Class AbstractModelPort<T>

java.lang.Object
com.pervasive.datarush.ports.LogicalPort
com.pervasive.datarush.ports.model.AbstractModelPort<T>
Type Parameters:
T - the type of model.
Direct Known Subclasses:
DoneSignalPort, PMMLPort, SimpleModelPort

public abstract class AbstractModelPort<T> extends LogicalPort
Common base class for all types of model ports. Client's should generally not need to extend this class; rather they should use one of the predefined subclasses (either SimpleModelPort or PMMLPort).

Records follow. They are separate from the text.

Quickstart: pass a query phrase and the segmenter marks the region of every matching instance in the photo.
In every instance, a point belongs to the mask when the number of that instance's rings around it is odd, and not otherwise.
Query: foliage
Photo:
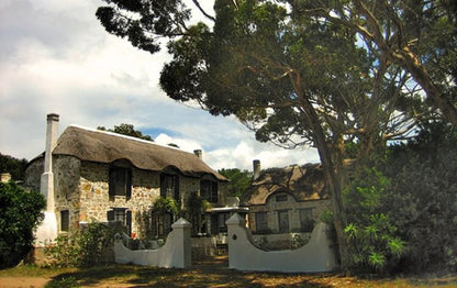
[[[188,25],[181,1],[105,2],[97,15],[108,32],[151,53],[169,41],[160,86],[170,98],[235,115],[260,142],[317,148],[341,254],[344,157],[382,153],[436,111],[457,123],[449,1],[216,0],[211,25]]]
[[[178,202],[170,197],[158,197],[153,206],[154,211],[171,213],[174,217],[181,213]]]
[[[68,235],[59,235],[56,243],[45,247],[45,254],[57,267],[93,267],[109,263],[114,229],[93,221]]]
[[[387,199],[399,235],[408,241],[409,270],[457,270],[457,130],[424,124],[408,145],[392,147]]]
[[[358,171],[345,189],[348,235],[347,264],[353,270],[390,272],[405,253],[405,242],[386,207],[389,179],[376,168]]]
[[[186,203],[185,218],[192,223],[192,236],[201,233],[204,223],[204,212],[209,207],[208,201],[199,196],[197,192],[192,192]],[[205,233],[207,231],[203,231]]]
[[[0,268],[16,265],[30,252],[45,206],[43,195],[0,182]]]
[[[228,195],[242,198],[243,193],[249,188],[253,181],[253,173],[248,170],[241,170],[238,168],[220,169],[219,174],[230,179],[227,185]]]
[[[0,173],[11,174],[14,180],[23,180],[25,174],[26,159],[18,159],[0,153]]]
[[[79,239],[79,232],[62,234],[55,239],[55,243],[46,245],[44,254],[52,258],[48,265],[58,268],[78,266],[81,259]]]
[[[457,269],[457,132],[430,122],[345,190],[353,269]]]
[[[457,5],[454,1],[286,2],[298,16],[315,16],[356,33],[361,45],[381,64],[381,69],[392,67],[402,69],[403,75],[410,74],[408,89],[416,92],[422,89],[428,98],[424,104],[439,109],[447,121],[457,125]],[[403,104],[412,104],[408,102]]]
[[[107,131],[104,126],[98,126],[97,129],[101,131]],[[154,142],[154,140],[149,135],[143,135],[143,133],[140,130],[135,130],[135,128],[132,124],[122,123],[119,126],[114,125],[114,129],[109,129],[108,131]]]

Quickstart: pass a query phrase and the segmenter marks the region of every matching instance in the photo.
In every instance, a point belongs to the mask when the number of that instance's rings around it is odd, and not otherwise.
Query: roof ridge
[[[78,124],[69,124],[67,128],[77,128],[77,129],[82,129],[82,130],[90,131],[90,132],[102,133],[102,134],[116,136],[116,137],[123,137],[123,139],[133,140],[133,141],[137,141],[137,142],[141,142],[141,143],[151,144],[151,145],[155,145],[155,146],[160,146],[160,147],[164,147],[164,148],[169,148],[169,149],[183,152],[183,153],[188,153],[188,154],[192,155],[192,153],[183,151],[181,148],[177,148],[177,147],[172,147],[172,146],[168,146],[168,145],[163,145],[163,144],[155,143],[154,141],[138,139],[138,137],[134,137],[134,136],[130,136],[130,135],[125,135],[125,134],[121,134],[121,133],[115,133],[115,132],[111,132],[111,131],[87,128],[87,126],[82,126],[82,125],[78,125]]]

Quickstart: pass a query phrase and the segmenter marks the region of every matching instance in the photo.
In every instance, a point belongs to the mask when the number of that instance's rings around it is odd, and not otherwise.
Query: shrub
[[[392,270],[405,253],[405,242],[387,214],[390,180],[376,168],[358,171],[344,191],[348,225],[348,268],[353,272]]]
[[[16,265],[32,248],[45,199],[10,181],[0,184],[0,268]]]
[[[115,230],[93,221],[68,235],[59,235],[56,243],[45,248],[57,267],[97,266],[111,262],[110,251]]]

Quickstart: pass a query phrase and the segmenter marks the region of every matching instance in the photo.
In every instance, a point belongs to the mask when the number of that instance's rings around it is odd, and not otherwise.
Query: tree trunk
[[[321,158],[326,189],[332,201],[333,221],[335,225],[336,237],[338,241],[338,252],[342,262],[342,268],[346,269],[345,258],[347,254],[347,241],[346,234],[344,232],[346,226],[346,214],[343,207],[343,175],[341,174],[343,163],[335,163],[335,160],[332,158],[332,151],[326,141],[324,130],[319,120],[319,115],[316,114],[311,102],[304,98],[302,103],[314,132],[314,142]],[[337,149],[337,147],[334,148]],[[335,158],[337,162],[342,162],[342,157]]]

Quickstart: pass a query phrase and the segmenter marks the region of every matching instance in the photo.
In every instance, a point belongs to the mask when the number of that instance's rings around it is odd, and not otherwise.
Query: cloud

The term "model" originated in the analytics package because model ports are most commonly used for prediction models (i.e. PMML). Model ports share the following characteristics:

  • Models are assumed to be "small". By "small" we mean small enough to fit into memory.
  • The framework provides built-in support for building partial models and then reducing to a single model. This happens automatically when a parallel operator outputs a model which feeds into a non-parallel operator; the non-parallel operator must specify a merge-handler. Note that MergeModel is a convenient, re-usable model reducer, parameterized with a merge-handler.
  • The framework provides built-in support for replicating a final model to a parallelized operator, a common scenario for parallelized predictors. This happens automatically anytime a model from a non-parallel operator is fed into a parallel operator. In this case, a duplicate copy of the model is replicated to all partitions. Note that in this scenario, parallel partitions within the same JVM will share a copy of the model. (This is an optimization to reduce memory consumption). Thus, care must be taken to ensure that predictors not mutate the model.
It's important to highlight the asymmetry: on a model scatter, we always duplicate the model. On a model gather, we always merge the model. (This is quite different from RecordPort's where gather and scatter operators are symmetric).
  • Constructor Details

    • AbstractModelPort

      protected AbstractModelPort(LogicalOperator owner, String name, LogicalPort.Direction direction, boolean optional, ModelStorageHandler<T> storageHandler)
      Subclasses must invoke this constructor
      Parameters:
      owner - the operator that owns this port
      name - the name of the port
      direction - the direction, input vs. output
      optional - whether the port is optional
      storageHandler - a storage handler responsible for persisting the model
  • Method Details

    • getModelClass

      public final Class<T> getModelClass()
      Returns the java class of the model
      Returns:
      the java class of the model
    • getStorageHandler

      protected final ModelStorageHandler<T> getStorageHandler()
      Returns the storage handler responsible for persisting the model
      Returns:
      the storage handler responsible for persisting the model
    • getMetadata

      public abstract AbstractModelPortMetadata getMetadata(T model)
      Returns the metadata associate with the model. (Given a model, we should always be able to get its metadata.
      Parameters:
      model - the model object
      Returns:
      the metadata
    • getFactory

      public abstract LogicalPortFactory<? extends AbstractModelPort<?>> getFactory()
      Description copied from class: LogicalPort
      Returns the factory that knows how to create ports of this type
      Specified by:
      getFactory in class LogicalPort
      Returns:
      the factory that knows how to create ports of this type
    • setMergeHandler

      public final void setMergeHandler(MetadataCalculationContext ctx, ModelMergeHandler<T> mergeHandler)
      Sets the merge handler for the input port
      Parameters:
      ctx - the metadata context
      mergeHandler - the merge handler to use
    • getModel

      public final T getModel(ExecutionContext ctx)
      Reads the model from this model input port. This method must be invoked at least once for each model input port (additional invocations will return the same model reference as the first)
      Parameters:
      ctx - the execution context
      Returns:
      the model from with this model input port.
    • setModel

      public final void setModel(ExecutionContext ctx, T model)
      Outputs the model on this model output port. This method must be invoked exactly once for each model output port.
      Parameters:
      ctx - the execution context
      model - the model